Tyler is in the second camp. He doesn’t make a big deal of it. He just describes his Tuesday afternoon. Six things running at once, two on agents, one on his chief of staff, one on his own attention. And the implication of the description is that the version of you about to ask “should we have a meeting about this?” is the version that lost time it didn’t have.

We end the call. He has, by his own count, several things running. The agents kept building while we talked.

That’s the part that stays with me.

Building stayed cheap. Talking is what cost us the hour.

Guest Bio: Tyler Wells

Tyler Wells is the Co-founder and CTO of BrainGrid AI, a planning-layer platform that acts as an AI product manager and tech lead before a coding agent writes a single line of code. Founded in 2025 alongside co-founder Nico Acosta, BrainGrid takes a plain-language idea and converts it into structured product specifications, task breakdowns, and implementation blueprints ready for tools like Cursor and Claude Code — targeting the domain experts, operators, and non-developers who have ideas they’ve never had the capital or technical background to build. The company emerged from the collapse of Wells’ prior startup, which he and Acosta wound down in late 2024 when they realized that the planning layer they were building for themselves was the product.

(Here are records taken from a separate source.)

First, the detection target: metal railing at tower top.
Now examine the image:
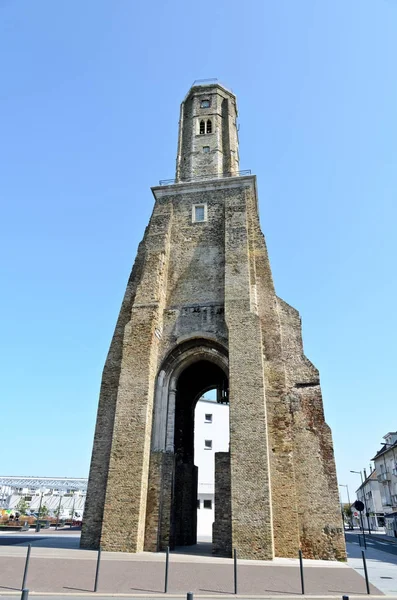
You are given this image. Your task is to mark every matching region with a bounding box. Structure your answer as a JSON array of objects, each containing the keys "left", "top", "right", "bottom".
[
  {"left": 191, "top": 77, "right": 233, "bottom": 93},
  {"left": 159, "top": 169, "right": 251, "bottom": 185}
]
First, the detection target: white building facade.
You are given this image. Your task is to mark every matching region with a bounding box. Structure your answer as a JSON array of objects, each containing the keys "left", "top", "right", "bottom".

Previously, Wells spent seven and a half years at Twilio, ascending from individual contributor to Senior Director of Engineering before departing in 2021. At Twilio, he oversaw large engineering organizations and was responsible for cloud infrastructure operations — the environment where he first watched runaway AWS and Snowflake costs become six-figure surprises and developed the discipline around inference limits and cost management that now shapes BrainGrid’s architecture. Earlier in his career, he held engineering roles at Skype and Microsoft, accumulating more than 25 years of professional software engineering experience across the stack.

Wells is also the host of the Data Chaos Podcast and previously co-founded Propel Data, a prior analytics venture. He returned to individual-contributor engineering work when he co-founded BrainGrid — a deliberate choice to get back to building after years in senior management — and now operates a three-person team shipping product with parallel agent fleets across isolated Git worktrees.